I am trying to vectorize a loop, and adding the turbo gives slightly different results. The code does not rely on specific execution order as is the case with the example in the post below:
I have pasted a MWE below. Are such small differences expected due to @turbo, or am I doing something wrong?
using LoopVectorization
global ans1 = 0.0e0
@turbo for i = 1:1000000
ans1=ans1+sqrt(i)
end
println(ans1)
global ans2=0.0e0
for i = 1:1000000
global ans2
ans2=ans2+sqrt(i)
end
println(ans2)
println(ans1-ans2)
To expand on this a little bit: Floating point addition is not associative ((a + b) + c may return something different than a + (b + c)). Since @turbo is allowed to reorder the loop operations, you may therefore get slightly different results.
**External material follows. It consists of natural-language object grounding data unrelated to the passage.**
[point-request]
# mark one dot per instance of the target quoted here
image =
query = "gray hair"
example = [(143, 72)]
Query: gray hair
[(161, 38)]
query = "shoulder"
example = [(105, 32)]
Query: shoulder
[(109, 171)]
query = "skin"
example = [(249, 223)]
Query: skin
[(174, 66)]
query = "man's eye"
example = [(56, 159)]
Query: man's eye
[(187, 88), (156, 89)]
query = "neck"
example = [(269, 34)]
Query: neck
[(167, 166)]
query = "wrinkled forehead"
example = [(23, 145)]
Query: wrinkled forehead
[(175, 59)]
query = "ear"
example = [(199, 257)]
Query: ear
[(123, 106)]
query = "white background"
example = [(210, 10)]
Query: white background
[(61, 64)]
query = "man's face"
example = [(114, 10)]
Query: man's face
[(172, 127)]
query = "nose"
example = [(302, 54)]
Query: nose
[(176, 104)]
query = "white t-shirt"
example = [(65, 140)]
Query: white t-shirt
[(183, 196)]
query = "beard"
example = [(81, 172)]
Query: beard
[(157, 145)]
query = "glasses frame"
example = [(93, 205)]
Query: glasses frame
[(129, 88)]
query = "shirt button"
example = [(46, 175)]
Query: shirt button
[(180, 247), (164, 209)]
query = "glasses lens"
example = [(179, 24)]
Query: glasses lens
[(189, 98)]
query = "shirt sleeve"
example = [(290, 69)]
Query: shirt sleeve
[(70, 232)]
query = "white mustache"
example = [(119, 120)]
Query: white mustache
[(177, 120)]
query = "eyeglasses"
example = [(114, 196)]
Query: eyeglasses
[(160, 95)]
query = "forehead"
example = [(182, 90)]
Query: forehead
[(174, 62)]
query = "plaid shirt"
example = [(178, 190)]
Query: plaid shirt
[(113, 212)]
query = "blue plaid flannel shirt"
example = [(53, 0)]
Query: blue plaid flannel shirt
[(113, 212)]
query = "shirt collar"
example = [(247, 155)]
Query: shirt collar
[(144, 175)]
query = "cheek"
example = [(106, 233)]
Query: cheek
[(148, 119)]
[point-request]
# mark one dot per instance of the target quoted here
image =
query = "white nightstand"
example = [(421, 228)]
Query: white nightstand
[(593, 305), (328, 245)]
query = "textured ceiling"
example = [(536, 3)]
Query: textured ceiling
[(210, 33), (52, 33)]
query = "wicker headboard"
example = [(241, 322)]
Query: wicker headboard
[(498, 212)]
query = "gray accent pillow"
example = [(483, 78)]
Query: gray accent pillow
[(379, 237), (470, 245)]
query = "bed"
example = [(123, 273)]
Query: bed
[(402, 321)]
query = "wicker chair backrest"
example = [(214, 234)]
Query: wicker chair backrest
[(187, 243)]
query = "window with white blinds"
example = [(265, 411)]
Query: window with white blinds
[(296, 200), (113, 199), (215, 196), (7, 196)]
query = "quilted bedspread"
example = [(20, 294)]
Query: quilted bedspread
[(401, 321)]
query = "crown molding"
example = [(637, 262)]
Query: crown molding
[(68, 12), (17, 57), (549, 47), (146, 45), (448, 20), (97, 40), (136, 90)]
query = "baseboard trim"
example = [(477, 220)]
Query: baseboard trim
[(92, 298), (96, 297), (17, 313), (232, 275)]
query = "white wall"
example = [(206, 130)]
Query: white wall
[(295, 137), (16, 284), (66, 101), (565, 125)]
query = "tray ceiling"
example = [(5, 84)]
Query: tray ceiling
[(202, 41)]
NB: Reading from and writing to non-constant global variables in a hot loop is never a good idea if you care about performance, so avoiding this first should give much larger performance improvements than just throwing @turbo on your loops.
@turbo will at least add a function barrier, so that it should be fast, even at global scope.
That is, you should only pay the cost of a few dynamic dispatches for the code it generates outside the barrier, which is O(1) w/ respect to the number of loop iterations.
FWIW, it should be the more accurate of the two in this example on average.
Try comparing with BigFloat and see which was closer.
Thanks a lot. I was not sure it was due to the floating point error. My concern was that using @turbo macro in my code could lead to a large error in certain circumstances. But now that I know it is due to the floating point error, I am not that worried.